265 = Hesiod Shield 182. — Theseus, king of Athens, was the most famous ally of the Lapithae.

ἐπιείκελον: the hiatus between the prep. and the adj. is only apparent, see “ἴκελος” § 14 a.

[266] κάρτιστοι: pred. “these were the mightiest ever born on earth”; cf. “Β 216, 673, καρτίστην δὴ τήν γε μάχην φάτο δύμεναι ἀνδρῶν Ζ” 185 “he said that this was the hardest fight he ever had,” “τοῦ δὴ καλλίστους ἵππους ἴδον Κ” 436 “his horses were the most beautiful I ever saw,” “Η 155, λ 309, 421, μ” 258. — For the repetition of “κάρτιστοι”, cf. that of “πείθεσθαι”, vs. 273 f.; see § 2 p.

δή: doubtless, strengthens the superlative, as often.

[267] μέν: without corresponding “δέ”, as v. 269 and freq. In such cases, it is equiv. to “μήν”.

[268] φηρσίν: cf. “φῆρας Β 743. φήρ” is the Thessalian form of “θήρ” (cf. fera); it is used by Homer only of the centaurs, whose homes were in Thessaly. The centaurs are not described by Homer, but their dual nature (half man, half horse) seems to have been not yet developed in the story.

ἀπόλεσσαν: “ἀπώλεσαν”.

[269] καί: even; const. with “τοῖσιν”. The new thought is introduced by “καί” also vs. 271, 273, with increasing emphasis. — The thought returns to v. 261.

τοῖσιν: the Lapithae.

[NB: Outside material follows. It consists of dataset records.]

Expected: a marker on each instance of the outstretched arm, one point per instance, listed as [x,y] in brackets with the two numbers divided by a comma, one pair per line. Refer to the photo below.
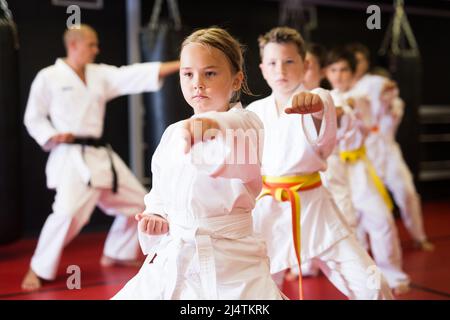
[167,68]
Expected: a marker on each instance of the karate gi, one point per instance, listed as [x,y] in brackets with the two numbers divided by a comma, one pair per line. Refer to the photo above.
[398,177]
[387,158]
[210,251]
[293,147]
[372,212]
[60,102]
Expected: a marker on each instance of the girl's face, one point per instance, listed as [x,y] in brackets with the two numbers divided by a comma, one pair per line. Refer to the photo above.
[340,75]
[206,78]
[282,67]
[362,65]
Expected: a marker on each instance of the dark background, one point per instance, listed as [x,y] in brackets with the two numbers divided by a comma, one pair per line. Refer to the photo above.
[40,26]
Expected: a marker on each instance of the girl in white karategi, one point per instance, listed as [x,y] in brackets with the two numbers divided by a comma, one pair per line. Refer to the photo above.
[204,198]
[365,190]
[384,152]
[296,147]
[65,114]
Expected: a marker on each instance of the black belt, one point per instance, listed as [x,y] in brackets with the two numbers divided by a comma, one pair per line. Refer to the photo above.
[98,142]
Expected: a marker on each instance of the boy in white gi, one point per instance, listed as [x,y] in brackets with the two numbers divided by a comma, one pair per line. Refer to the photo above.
[361,189]
[65,114]
[294,206]
[210,251]
[314,74]
[385,152]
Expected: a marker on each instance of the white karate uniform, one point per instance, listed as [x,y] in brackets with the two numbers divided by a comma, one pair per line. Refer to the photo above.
[293,147]
[371,86]
[210,251]
[398,177]
[60,102]
[373,213]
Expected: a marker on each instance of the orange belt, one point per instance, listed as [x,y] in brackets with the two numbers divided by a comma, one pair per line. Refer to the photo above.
[360,154]
[286,189]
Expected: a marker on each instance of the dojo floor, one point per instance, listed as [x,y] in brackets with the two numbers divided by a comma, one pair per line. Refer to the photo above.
[429,271]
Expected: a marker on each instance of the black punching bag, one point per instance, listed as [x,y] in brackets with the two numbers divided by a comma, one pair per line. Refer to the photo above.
[10,213]
[400,53]
[161,41]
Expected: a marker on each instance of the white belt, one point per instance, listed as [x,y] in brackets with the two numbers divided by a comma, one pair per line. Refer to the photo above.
[231,226]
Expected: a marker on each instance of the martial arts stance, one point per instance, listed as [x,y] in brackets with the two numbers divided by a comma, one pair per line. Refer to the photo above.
[210,251]
[385,152]
[65,114]
[296,147]
[351,177]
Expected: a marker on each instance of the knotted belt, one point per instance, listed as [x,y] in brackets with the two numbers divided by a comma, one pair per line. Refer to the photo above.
[97,143]
[360,154]
[286,188]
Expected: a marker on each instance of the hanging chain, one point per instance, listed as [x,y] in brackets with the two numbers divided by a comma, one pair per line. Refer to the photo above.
[8,16]
[4,6]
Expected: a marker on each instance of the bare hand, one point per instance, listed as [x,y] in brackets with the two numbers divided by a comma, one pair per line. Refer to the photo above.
[61,138]
[389,91]
[199,129]
[305,103]
[152,224]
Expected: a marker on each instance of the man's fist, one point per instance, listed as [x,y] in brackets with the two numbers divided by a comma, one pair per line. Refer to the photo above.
[304,103]
[199,129]
[60,138]
[152,224]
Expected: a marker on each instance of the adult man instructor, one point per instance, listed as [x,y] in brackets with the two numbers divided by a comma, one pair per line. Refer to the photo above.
[65,114]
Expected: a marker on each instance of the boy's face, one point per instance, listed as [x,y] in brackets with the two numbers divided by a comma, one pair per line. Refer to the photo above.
[313,74]
[282,67]
[340,75]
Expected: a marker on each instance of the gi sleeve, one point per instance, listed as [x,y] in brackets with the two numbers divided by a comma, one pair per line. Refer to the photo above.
[236,152]
[36,118]
[324,142]
[131,79]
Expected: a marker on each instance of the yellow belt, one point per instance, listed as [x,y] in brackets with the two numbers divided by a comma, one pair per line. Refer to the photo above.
[286,189]
[360,154]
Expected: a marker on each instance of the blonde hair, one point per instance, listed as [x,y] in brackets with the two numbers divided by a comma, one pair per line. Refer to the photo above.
[220,39]
[282,35]
[76,32]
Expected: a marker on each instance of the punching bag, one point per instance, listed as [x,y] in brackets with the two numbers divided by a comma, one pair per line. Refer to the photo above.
[161,41]
[400,54]
[10,213]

The dat. is governed by “μετά” in composition; see on “πολίων” v. 125.

[270] ἐξ ἀπίης γαίης: from a distant land, explaining “τηλόθεν”.

ἀπίης: cf. 3.49.

καλέσαντο: called to their aid, cf. “αὐτοὶ γάρ σφεας” (Locrians and Phocians) “οἱ Ἕλληνες” (at Thermopylae) “ἐπεκαλέσαντο” Hdt. vii. 203. — Nestor relates other achievements of his youth and strength, 4.318 f., 7.133 ff., 11.670 ff., 23.629 ff.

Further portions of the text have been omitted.